I have of dataframe of three-word and two-phrases and the counts of each phrase found in a text, respectively. Here is some dummy data:
trig <- c("took my dog", "took my cat", "took my hat", "ate my dinner", "ate my lunch")
trig_count <- c(3, 2, 1, 3, 1)
big <- c("took my", "took my", "took my", "ate my", "ate my")
big_count <- c(6,6,6,4,4)
df <- data.frame(trig, trig_count, big, big_count)
df$trig <- as.character(df$trig)
df$big <- as.character(df$big)
trig trig_count big big_count
1 took my dog 3 took my 6 2 took my cat
2 took my 6
3 took my hat 1 took my 6
4 ate my dinner 3 ate my 4
5 ate my lunch 1 ate my 4
I would like to write a function that takes as input any two-word phrase and returns the rows in the df if there is a match, and "no match" if there is no match.

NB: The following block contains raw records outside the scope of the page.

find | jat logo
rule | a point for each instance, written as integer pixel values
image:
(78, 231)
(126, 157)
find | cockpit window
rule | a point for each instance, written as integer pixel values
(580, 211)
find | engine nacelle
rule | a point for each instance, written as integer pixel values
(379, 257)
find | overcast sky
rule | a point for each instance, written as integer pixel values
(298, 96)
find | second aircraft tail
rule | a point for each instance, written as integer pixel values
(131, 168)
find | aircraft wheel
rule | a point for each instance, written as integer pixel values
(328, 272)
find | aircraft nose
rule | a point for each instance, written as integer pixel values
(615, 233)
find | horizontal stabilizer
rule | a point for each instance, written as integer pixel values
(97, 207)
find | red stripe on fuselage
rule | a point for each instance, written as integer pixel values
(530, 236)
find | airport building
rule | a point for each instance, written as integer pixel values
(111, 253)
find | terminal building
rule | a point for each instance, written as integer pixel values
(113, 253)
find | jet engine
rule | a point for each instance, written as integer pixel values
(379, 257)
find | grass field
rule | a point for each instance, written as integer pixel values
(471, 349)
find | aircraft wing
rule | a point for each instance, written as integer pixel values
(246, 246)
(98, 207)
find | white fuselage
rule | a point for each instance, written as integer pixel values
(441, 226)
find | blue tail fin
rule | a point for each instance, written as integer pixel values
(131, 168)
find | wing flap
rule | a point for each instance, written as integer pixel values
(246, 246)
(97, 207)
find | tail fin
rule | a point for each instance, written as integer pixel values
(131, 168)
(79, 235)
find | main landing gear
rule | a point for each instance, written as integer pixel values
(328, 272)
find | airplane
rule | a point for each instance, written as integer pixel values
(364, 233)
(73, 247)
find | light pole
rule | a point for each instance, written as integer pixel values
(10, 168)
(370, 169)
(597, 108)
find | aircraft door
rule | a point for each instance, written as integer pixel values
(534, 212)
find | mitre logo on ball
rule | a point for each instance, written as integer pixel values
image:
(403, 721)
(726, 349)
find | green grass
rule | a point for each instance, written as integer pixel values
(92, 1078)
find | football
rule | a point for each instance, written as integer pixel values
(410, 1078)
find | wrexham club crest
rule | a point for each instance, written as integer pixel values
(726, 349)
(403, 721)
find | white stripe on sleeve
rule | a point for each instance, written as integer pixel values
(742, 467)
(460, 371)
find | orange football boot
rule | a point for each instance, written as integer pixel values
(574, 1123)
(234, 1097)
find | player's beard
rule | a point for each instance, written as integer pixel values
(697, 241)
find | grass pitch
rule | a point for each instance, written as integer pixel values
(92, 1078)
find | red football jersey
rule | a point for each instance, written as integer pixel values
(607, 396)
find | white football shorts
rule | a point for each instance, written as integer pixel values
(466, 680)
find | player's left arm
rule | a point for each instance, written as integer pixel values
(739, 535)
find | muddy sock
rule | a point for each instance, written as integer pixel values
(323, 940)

I've tried variations of this:
match_test <- function(x){
ifelse(x %in% df$big==T, df[df$big==x,], "no match")
}
It works fine for a two-word phrase that isn't in the df, for instance:
match_test("looked for")
returns
"no match"
But for words that do have a match, it doesn't work, for instance:
match_test("took my")
returns
"took my dog" "took my cat" "took my hat"
When what I am looking for is this:
trig trig_count big big_count
1 took my dog 3 took my 6
2 took my cat 2 took my 6
3 took my hat 1 took my 6
What is it about %in% that I am not understanding? Or is it something else? Would really appreciate your guidance.